Background

From May 2019 to January 2020, I worked at Netskope on the Data/Infra team, both in Santa Clara and in San Francisco. I learned a lot – both academically and professionally. I redesigned and partially rewrote a core part of their infrastructure, which eventually broke out into its own component that would be scaled up over time. This infrastructure was written in Go to replace their aging infrastructure in Python.

Internship

During the internship, I worked on the component called QueryService – a component that retrieves database data for UI components. In particular, I wrote out a crucial piece of infrastructure to support new databases (as we were migrating from the aging Mongo cluster we had) to support both Clickhouse and Google Cloud Platform (Bigquery). This piece of infrastructure was written in Go, which is a departure from the company’s main language of Python.

When I started over the summer, I wrote the entire redesign of the service and checked in with several teams to find their pain points in using the in-house API. With the feedback, I generated pages of new API documentation. While this final API did not make it past the planning stage, the 19-page document serves as a great guide for future improvement to their current service.

During the fall, the engineering team required better metrics, so we looked at Clickhouse and Bigquery as good aggregation tools. Using the code I wrote over the summer, we ported it over to be called as a separate service (from the current Python infrastructure), and we quickly scaled it up to support various existing queries (subgroupbys, aggregations, etc.). The main part I worked on during the Fall was dynamic database selection, where several preaggregated tables and collections would be available, and a request coming in would be matched to the table that would take the least computational time very quickly. This allowed us to not have to query the raw tables for all aggregations, which saved a tremendous amount of time.

Takeaways

Food is great. I’ve never really realized, but it is pretty privileged to work in the Silicon Valley with perks that employees take for granted.
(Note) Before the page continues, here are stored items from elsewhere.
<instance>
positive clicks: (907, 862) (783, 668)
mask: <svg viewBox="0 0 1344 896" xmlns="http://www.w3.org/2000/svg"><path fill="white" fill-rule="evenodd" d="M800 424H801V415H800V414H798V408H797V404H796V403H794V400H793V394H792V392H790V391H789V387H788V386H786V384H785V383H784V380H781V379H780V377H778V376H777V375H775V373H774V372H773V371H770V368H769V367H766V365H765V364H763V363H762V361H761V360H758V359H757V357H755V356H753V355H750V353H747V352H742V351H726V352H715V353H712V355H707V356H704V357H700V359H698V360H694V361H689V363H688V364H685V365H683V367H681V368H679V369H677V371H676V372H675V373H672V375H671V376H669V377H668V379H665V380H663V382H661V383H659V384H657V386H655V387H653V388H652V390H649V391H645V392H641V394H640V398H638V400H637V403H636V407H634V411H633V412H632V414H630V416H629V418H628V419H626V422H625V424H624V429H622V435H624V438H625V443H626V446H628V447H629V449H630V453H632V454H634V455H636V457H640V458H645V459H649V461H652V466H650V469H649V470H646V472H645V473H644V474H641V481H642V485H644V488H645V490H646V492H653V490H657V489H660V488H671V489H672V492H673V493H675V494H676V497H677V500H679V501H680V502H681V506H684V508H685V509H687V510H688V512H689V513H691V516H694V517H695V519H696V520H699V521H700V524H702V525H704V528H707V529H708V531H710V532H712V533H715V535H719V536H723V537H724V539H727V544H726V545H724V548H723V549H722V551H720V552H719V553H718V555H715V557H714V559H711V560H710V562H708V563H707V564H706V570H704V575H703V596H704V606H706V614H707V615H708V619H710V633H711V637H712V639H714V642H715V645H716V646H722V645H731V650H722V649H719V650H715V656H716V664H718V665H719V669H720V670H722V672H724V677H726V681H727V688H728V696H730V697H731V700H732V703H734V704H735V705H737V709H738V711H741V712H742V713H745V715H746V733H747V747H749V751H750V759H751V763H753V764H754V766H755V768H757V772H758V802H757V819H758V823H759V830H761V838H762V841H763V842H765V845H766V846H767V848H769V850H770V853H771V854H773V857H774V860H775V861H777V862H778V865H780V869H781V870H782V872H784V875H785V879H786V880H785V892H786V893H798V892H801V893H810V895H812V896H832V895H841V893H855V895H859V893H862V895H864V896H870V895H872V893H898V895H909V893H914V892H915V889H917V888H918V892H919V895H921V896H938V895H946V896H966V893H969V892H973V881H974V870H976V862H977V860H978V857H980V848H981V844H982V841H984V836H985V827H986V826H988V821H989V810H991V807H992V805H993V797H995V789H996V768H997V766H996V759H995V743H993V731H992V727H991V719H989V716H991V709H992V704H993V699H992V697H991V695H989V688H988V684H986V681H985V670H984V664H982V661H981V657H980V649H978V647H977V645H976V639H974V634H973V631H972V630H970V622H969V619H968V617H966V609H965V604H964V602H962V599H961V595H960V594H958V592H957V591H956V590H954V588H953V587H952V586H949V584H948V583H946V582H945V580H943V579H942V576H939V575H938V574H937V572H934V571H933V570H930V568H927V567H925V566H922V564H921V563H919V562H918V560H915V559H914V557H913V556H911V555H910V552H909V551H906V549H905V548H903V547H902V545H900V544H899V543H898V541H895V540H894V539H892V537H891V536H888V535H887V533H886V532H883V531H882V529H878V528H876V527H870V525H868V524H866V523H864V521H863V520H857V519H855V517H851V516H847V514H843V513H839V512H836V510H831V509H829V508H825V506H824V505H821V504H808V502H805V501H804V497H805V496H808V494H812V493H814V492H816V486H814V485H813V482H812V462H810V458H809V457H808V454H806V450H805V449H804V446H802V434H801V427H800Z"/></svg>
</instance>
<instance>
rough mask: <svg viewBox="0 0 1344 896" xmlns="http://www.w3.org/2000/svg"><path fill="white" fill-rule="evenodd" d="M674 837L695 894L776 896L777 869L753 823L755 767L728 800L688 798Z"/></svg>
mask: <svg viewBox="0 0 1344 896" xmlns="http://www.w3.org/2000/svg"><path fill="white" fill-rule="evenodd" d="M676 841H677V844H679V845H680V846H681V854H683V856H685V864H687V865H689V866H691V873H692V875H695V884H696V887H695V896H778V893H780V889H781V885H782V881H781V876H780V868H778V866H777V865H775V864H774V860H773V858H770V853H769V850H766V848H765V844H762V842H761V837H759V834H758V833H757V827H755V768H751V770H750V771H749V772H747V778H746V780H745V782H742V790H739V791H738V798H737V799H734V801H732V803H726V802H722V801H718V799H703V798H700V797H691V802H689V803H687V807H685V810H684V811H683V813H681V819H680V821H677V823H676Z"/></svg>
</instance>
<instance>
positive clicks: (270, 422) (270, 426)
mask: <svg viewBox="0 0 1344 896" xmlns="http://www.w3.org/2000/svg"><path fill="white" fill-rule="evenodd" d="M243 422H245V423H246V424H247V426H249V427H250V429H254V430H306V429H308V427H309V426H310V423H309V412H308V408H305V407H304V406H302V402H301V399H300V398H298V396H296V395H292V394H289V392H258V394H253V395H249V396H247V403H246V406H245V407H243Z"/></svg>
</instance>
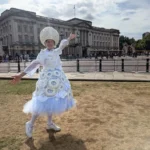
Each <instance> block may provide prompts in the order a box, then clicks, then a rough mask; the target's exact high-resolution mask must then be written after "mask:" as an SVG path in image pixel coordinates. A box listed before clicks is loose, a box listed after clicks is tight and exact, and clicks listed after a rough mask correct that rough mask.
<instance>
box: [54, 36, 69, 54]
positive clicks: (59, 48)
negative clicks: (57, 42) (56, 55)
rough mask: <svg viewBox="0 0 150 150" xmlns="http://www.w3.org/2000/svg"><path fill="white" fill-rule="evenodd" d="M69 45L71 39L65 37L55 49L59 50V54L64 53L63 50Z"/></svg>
mask: <svg viewBox="0 0 150 150" xmlns="http://www.w3.org/2000/svg"><path fill="white" fill-rule="evenodd" d="M68 45H69V40H68V39H63V40H62V41H61V42H60V44H59V47H58V48H56V49H55V51H57V52H58V53H59V55H61V54H62V50H63V49H64V48H65V47H66V46H68Z"/></svg>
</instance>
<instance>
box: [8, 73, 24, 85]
mask: <svg viewBox="0 0 150 150" xmlns="http://www.w3.org/2000/svg"><path fill="white" fill-rule="evenodd" d="M24 75H26V73H24V72H22V73H21V74H19V75H15V76H12V77H13V80H11V81H10V83H11V84H16V83H19V82H20V81H21V78H22V77H23V76H24Z"/></svg>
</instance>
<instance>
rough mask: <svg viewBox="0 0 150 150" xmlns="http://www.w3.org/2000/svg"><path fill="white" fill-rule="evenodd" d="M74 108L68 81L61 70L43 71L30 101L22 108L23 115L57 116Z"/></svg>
mask: <svg viewBox="0 0 150 150" xmlns="http://www.w3.org/2000/svg"><path fill="white" fill-rule="evenodd" d="M74 106H76V100H75V99H74V98H73V94H72V89H71V85H70V82H69V80H68V79H67V77H66V75H65V73H64V72H63V70H60V69H53V70H52V69H43V70H42V71H41V72H40V75H39V78H38V80H37V82H36V89H35V91H34V92H33V93H32V99H31V100H29V101H28V102H27V103H26V104H25V105H24V107H23V112H24V113H27V114H28V113H31V114H34V115H51V114H54V115H58V114H61V113H63V112H65V111H68V110H69V109H71V108H72V107H74Z"/></svg>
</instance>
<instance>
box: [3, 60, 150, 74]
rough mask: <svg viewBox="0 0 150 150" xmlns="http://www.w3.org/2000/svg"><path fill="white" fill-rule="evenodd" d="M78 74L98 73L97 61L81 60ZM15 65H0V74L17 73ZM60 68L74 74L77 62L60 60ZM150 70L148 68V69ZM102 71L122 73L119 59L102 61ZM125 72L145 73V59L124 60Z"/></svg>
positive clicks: (75, 61) (71, 60) (4, 63)
mask: <svg viewBox="0 0 150 150" xmlns="http://www.w3.org/2000/svg"><path fill="white" fill-rule="evenodd" d="M29 64H30V62H21V63H20V66H21V71H23V70H24V68H25V67H26V66H28V65H29ZM79 64H80V68H79V69H80V72H95V71H99V60H95V59H81V60H80V62H79ZM17 66H18V64H17V63H0V73H5V72H17ZM62 66H63V69H64V71H65V72H76V71H77V61H76V60H69V61H66V60H62ZM149 70H150V67H149ZM102 71H109V72H110V71H122V62H121V58H117V57H116V58H115V59H113V60H112V59H109V60H107V59H103V60H102ZM124 71H125V72H146V58H145V57H144V58H125V60H124Z"/></svg>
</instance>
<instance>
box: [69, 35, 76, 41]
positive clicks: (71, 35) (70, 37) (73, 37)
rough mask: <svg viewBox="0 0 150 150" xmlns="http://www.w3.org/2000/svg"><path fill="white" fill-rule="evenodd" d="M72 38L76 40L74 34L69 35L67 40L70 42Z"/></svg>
mask: <svg viewBox="0 0 150 150" xmlns="http://www.w3.org/2000/svg"><path fill="white" fill-rule="evenodd" d="M74 38H76V35H75V34H72V33H70V36H69V37H68V39H69V40H72V39H74Z"/></svg>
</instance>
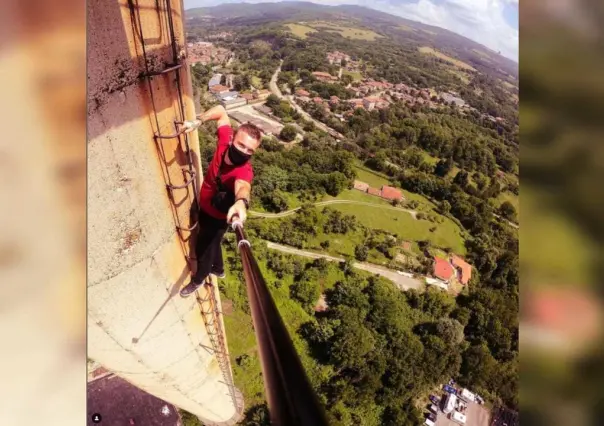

People complain about the lunch selection, but it’s a great departure from worrying about the next meal in a college setting.

Communication with teams halfway across the world is difficult. In the fall, my main team was located in India, so getting around a 8,000 mile barrier with a 12.5 hour time difference was pretty difficult. Calls were scheduled for any time between 8am and midnight. There were many times when I stepped in the office, pulled code from the repo, and found that something was broken. Since the team was asleep, I would have to work out the issue for a few hours before committing any useful work. Because of this, I came to appreciate working in an office and being able to call someone over at any time.

Overall, the experience was really great – I learned a lot about industry technologies – Kubernetes, Docker, etc. – and worked with many different kinds of people from different backgrounds. Working in San Francisco was a great experience as well – while it was a lot to handle between a full load of classes and a 12 hour work week, it was definitely rewarding.